Russell also has high praise the work of the film’s sound editing and design team: supervising sound editors Ethan van der Ryn and Erik Aadahl, and dialogue supervisor Michael Hopkins.
“T2 was probably the most challenging mix I’ve ever done, just in terms of sheer size,” says Russell. In the sequel, where the menacing Decepticons return once more to battle the human-friendly Autobots, there are double the number of action sequences, and far more robots–some 250, each with a unique sound “voice.”
“The palette of sounds on the film was so huge,” says Russell. “But the goal was to end up with a well-defined, well-articulated mix that above all emphasized clarity.” To reduce the mud factor, a lot of time was spent in the pre-dubbing process to eliminate unneeded sound elements.
While there are a lot of attention-grabbing big sound sequences, there was a concerted effort to make the most of smaller moments. “It’s not big sound all the time,” he notes. “In a film with a lot of action, we do all we can to strip away the soundtrack at times to provide relief and cleanse the palette, so you can have a place to go in the next big dynamic run in the film.”

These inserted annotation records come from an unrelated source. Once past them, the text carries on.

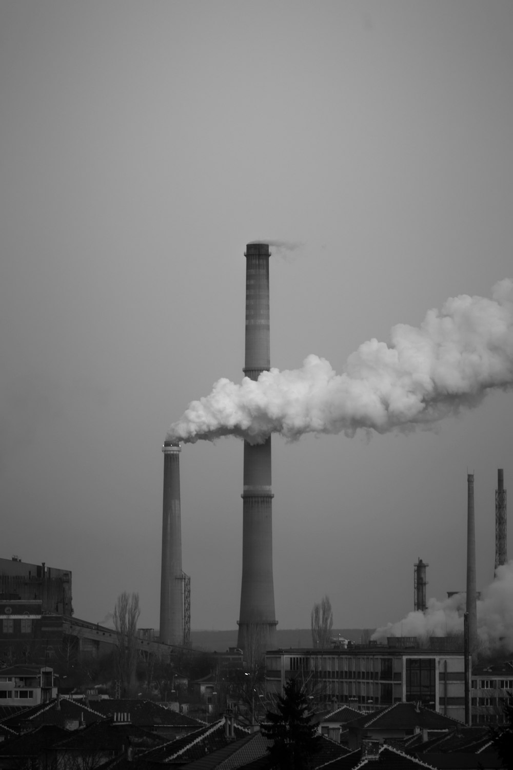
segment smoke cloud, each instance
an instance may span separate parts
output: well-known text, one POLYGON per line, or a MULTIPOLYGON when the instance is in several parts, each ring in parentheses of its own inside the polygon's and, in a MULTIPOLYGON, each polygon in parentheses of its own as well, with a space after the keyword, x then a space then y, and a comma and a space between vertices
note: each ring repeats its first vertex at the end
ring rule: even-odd
MULTIPOLYGON (((451 636, 463 633, 465 594, 438 601, 430 599, 425 612, 410 612, 398 623, 376 629, 373 639, 388 636, 451 636)), ((477 602, 481 651, 513 650, 513 561, 498 567, 495 580, 481 592, 477 602)))
POLYGON ((256 382, 218 380, 167 438, 231 435, 260 444, 272 433, 289 440, 306 433, 351 437, 358 428, 384 434, 475 407, 488 390, 513 384, 513 282, 497 283, 491 299, 452 297, 418 328, 393 326, 390 340, 363 343, 341 374, 310 355, 301 369, 271 369, 256 382))

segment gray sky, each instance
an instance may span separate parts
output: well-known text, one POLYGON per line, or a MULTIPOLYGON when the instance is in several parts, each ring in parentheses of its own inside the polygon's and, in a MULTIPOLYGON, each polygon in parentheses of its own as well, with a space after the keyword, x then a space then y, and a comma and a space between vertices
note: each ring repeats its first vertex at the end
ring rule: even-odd
MULTIPOLYGON (((391 326, 513 277, 509 0, 0 4, 2 556, 73 571, 79 618, 158 624, 169 424, 244 365, 245 243, 271 259, 274 367, 341 372, 391 326)), ((376 626, 478 583, 511 394, 435 430, 273 438, 278 628, 328 593, 376 626)), ((242 444, 184 447, 193 628, 235 628, 242 444)))

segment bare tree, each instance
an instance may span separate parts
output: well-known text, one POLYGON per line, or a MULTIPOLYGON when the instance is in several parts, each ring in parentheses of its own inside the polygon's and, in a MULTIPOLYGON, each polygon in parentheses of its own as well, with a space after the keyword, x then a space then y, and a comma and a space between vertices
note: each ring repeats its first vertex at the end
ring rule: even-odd
POLYGON ((137 662, 135 638, 140 614, 138 594, 129 594, 124 591, 119 594, 114 608, 114 625, 118 631, 116 668, 123 695, 128 695, 135 685, 137 662))
POLYGON ((315 604, 310 615, 311 621, 311 642, 314 648, 324 649, 329 645, 333 628, 333 611, 328 594, 315 604))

Composer Steve Jablonsky’s high-impact score also has its dreamier interludes that served as bridges. Integrating the music was aided by his frequent presence during the mix. “Steve knew how all the elements worked internally and he could tells us what could be taken out of the score so the other sounds could live and not conflict with the music,” says Russell.
Bay is also fully in synch with the sound team’s exertions. “It’s fun to work with a director who is such a huge proponent of sound,” notes Russell. “He considers it to be as much as 50 percent of the audience experience of his films.”